# Dracula's Castle for Sale



## deadSusan (Jun 26, 2013)

It looks like a lovely place. I'm sure if we all pitch in we can buy it. We can start a time share or retirement home for haunters!

http://www.smithsonianmag.com/smart-news/draculas-castle-sale-180951499/?no-ist


----------



## RoxyBlue (Oct 6, 2008)

And such a steal at only $80 million, too!:googly:


----------



## Hairazor (Mar 13, 2012)

I have an extra $20 so count me in. I imagine we will have to draw straws for who gets time there on Halloween!! Heehee!


----------



## TheatreOfThrills (Jul 11, 2014)

I've been such a HUGE fan of Dracula since I can remember. I practically memorized the unabridged novel.
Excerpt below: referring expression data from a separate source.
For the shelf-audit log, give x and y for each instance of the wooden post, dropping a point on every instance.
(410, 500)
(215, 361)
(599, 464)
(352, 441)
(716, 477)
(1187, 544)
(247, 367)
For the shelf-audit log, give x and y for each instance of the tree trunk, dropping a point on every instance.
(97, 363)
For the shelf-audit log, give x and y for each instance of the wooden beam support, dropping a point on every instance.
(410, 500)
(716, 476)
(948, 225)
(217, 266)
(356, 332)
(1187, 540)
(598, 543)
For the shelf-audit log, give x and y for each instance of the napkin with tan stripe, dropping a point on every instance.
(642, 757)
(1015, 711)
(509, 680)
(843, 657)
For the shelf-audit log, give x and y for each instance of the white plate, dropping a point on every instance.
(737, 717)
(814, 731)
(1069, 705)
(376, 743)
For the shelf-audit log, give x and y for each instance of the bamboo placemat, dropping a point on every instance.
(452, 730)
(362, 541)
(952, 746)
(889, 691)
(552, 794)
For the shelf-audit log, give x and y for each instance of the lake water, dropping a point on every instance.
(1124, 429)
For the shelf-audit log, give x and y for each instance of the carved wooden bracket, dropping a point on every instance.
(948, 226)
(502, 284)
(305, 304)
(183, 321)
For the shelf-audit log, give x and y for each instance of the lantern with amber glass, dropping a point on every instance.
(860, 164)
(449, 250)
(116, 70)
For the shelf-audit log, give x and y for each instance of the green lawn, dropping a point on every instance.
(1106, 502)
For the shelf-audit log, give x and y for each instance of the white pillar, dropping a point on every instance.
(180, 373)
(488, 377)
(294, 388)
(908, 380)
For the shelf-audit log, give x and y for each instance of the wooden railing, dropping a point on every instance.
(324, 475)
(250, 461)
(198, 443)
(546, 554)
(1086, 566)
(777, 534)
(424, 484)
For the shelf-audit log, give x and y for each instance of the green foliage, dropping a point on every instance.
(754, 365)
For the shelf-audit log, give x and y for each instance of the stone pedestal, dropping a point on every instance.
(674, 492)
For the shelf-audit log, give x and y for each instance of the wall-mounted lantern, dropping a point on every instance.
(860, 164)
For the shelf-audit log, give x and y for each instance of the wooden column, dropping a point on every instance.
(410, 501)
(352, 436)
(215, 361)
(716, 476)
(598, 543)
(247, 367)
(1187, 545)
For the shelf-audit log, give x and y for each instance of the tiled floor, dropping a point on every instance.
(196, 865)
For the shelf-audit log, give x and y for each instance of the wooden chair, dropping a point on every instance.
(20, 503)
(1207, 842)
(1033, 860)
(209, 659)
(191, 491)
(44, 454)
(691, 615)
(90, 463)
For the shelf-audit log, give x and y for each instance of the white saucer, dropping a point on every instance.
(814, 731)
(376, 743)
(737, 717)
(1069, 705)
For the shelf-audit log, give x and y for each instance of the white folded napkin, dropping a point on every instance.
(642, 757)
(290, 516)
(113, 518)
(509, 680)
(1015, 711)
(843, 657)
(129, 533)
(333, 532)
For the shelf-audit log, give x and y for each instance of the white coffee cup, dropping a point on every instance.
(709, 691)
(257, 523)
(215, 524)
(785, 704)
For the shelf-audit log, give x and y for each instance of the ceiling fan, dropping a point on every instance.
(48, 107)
When I first saw Bran Castle was for sale my first thought was "how many people like me do i have to round up to get enough money raised to buy it?". Still on the agenda...


----------



## hauntedyardofdoom (Nov 6, 2008)

Don't spend your money yet, Theatre, the castle you want is at Poenari, not Bran.


----------



## graveyardmaster (May 14, 2012)

I have just bought it guys..you are all invited to my castle..MUHAHAHAHAHAHHAHAAAA!!!


----------



## RoxyBlue (Oct 6, 2008)

^LOL, ya goof!


----------